Effects of Flecainide and Ranolazine on Intracellular Calcium Handling and Sarcolemmal Sodium Current

Abstract

Flecainide has received considerable interest due to its antiarrhythmic efficacy. However, more detailed analyses of calcium (Ca2+)-dependent processes are required to demonstrate a conclusive mechanism of action. We characterise flecainide's ability to suppress arrhythmogenic Ca2+-waves and examine the involvement of ryanodine receptors in flecainide's antiarrhythmic efficacy, Further, we evaluate the native cardiac sodium channel contribution to flecainide¯s pharmacological profile and compare its actions with a late sodium current inhibitor, ranolazine.
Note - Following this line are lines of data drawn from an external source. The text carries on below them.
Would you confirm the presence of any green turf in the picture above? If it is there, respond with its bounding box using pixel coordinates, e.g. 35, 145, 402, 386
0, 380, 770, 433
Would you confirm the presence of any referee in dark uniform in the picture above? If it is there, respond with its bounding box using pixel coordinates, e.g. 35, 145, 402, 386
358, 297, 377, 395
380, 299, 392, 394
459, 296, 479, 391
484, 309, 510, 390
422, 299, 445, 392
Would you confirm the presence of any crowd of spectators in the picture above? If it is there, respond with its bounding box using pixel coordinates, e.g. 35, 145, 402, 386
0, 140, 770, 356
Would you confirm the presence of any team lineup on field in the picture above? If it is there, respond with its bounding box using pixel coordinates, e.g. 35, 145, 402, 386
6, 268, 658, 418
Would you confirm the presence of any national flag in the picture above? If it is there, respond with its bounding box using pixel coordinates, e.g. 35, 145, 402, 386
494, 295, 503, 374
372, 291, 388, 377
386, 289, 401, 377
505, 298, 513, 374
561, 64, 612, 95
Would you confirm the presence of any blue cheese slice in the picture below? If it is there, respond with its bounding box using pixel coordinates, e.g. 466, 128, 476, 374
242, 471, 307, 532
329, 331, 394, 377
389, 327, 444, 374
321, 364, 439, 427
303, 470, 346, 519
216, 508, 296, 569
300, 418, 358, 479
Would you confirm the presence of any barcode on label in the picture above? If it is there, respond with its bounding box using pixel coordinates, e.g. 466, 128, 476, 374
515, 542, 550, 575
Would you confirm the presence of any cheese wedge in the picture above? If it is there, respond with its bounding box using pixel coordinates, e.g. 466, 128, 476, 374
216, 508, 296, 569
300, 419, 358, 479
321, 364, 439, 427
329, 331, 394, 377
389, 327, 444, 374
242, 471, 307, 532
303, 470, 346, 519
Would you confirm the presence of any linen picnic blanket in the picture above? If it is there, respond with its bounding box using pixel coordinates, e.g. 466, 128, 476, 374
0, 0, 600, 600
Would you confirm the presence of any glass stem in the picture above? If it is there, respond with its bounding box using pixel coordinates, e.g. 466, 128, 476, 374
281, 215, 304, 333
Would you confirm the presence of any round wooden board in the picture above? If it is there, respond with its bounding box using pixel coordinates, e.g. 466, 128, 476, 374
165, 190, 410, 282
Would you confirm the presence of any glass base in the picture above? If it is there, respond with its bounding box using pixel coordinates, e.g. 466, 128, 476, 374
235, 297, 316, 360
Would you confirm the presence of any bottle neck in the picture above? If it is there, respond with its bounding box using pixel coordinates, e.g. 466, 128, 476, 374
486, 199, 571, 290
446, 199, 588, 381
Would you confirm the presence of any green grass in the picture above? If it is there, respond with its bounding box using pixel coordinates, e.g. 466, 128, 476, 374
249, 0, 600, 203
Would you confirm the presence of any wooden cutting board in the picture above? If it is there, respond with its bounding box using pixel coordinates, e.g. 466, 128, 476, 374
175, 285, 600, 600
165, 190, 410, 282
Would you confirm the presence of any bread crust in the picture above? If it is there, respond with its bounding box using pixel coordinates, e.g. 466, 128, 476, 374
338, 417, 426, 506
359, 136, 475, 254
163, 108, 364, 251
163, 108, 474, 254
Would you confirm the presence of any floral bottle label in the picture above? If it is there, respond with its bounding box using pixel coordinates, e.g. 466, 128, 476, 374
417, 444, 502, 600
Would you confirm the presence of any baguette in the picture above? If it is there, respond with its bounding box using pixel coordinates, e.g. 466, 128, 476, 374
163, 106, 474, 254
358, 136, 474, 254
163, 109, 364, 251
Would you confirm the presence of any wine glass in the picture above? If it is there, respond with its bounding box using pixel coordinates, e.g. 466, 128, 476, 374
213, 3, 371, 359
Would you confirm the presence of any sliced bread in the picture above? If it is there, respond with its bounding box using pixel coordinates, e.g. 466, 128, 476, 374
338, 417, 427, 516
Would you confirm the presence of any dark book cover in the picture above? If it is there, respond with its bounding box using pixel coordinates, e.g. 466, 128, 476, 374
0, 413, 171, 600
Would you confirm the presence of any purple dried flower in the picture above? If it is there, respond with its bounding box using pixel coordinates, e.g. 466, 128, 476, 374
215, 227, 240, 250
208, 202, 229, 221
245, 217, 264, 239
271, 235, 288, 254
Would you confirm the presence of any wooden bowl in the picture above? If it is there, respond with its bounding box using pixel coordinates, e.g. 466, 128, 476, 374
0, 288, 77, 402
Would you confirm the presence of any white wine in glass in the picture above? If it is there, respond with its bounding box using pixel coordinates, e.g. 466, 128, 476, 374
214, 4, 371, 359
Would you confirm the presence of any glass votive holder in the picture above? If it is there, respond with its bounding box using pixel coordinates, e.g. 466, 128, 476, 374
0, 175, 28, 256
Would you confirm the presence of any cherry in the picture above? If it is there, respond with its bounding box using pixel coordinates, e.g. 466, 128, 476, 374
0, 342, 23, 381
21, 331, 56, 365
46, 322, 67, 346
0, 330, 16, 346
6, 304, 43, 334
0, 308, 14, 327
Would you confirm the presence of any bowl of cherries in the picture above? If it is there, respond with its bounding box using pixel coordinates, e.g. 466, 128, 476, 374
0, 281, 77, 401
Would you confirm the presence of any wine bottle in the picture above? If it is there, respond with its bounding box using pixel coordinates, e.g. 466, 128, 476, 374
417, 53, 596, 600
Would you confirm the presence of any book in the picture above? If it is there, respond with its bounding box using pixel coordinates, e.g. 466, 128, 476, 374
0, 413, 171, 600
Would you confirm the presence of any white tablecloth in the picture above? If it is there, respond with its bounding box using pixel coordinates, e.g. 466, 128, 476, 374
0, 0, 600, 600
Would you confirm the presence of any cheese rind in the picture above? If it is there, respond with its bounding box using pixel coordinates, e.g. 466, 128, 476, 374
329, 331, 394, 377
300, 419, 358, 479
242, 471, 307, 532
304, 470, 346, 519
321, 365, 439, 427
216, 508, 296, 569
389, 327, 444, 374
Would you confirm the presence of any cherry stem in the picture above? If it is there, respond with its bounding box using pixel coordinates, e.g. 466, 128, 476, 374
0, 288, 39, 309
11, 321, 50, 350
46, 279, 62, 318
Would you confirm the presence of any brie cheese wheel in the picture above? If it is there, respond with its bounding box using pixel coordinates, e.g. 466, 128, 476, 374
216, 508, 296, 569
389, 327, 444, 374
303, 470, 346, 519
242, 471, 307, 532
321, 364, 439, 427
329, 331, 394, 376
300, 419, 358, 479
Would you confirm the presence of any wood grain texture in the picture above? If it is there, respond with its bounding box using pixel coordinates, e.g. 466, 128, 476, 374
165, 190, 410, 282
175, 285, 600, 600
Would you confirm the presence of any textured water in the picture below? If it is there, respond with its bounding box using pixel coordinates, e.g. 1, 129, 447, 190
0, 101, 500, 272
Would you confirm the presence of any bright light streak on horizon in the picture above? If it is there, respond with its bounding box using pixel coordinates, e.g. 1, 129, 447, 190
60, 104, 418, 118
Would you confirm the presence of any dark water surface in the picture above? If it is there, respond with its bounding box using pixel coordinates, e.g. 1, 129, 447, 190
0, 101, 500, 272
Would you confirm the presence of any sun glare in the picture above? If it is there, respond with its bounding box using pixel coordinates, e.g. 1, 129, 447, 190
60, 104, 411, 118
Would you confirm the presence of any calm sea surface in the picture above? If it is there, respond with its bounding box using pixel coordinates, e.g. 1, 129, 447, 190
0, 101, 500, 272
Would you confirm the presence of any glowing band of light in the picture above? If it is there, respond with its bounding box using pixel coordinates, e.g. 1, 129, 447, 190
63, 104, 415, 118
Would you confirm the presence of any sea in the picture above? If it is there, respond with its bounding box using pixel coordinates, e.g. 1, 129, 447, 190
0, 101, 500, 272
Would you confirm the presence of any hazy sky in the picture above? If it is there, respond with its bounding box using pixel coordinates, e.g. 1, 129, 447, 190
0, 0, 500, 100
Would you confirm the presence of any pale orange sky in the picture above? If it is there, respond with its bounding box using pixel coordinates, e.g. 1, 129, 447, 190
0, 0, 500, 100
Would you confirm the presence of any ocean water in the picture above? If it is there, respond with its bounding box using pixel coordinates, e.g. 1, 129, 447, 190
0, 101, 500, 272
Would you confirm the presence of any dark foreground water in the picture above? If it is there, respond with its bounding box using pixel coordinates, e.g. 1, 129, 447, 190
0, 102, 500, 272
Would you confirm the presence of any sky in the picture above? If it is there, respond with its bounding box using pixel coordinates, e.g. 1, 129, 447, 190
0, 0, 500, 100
Extracellular drug effects on Ca2+-sparks and Ca2+-waves were measured in field-stimulated Fluo-4AM loaded human and rat ventricular cardiomyocytes. Whole-cell sodium currents (INa) were measured before and after a series of high-frequency depolarizing pulses, establishing acute- and use-dependent inhibition, respectively. A therapeutic dose of flecainide (5μM) significantly decreased spark-mediated Ca2+ leak, primarily as a result of reduced Ca2+-spark amplitude (P < 0.001). Following flecainide perfusion spontaneous wave frequency was significantly reduced (P < 0.001), whilst wave-free survival and inter-wave interval were significantly increased (P < 0.01 and P < 0.05, respectively). The late INa blocker ranolazine (10-50μM) was evaluated against flecainide for its potential to inhibit sarcolemmal INa and Ca2+-waves. Under acute application, 5μM flecainide reduced peak INa to 49 ± 7% of control compared to 75 ± 9% and 66 ± 10% with 10μM and 50μM ranolazine respectively. Flecainide showed increased use-dependency, causing 35 ± 5% peak INa inhibition compared to control, while 10μM and 50μM ranolazine resulted in 73 ± 7% and 60 ± 7% reduction, respectively. Furthermore, flecainide's effect on Ca2+-wave frequency show correspondingly higher efficacy (P < 0.001) versus increasing concentrations of ranolazine (P < 0.01). Our results suggest that flecainide normalizes arrythmogenic Ca2+-waves by selectively reducing spark mass and a corresponding wave initiation. Additionally, we draw parallel between the ability of flecainide and ranolazine to suppress arrhythmogenic Ca2+-waves, and establish correlation with membrane sodium influx.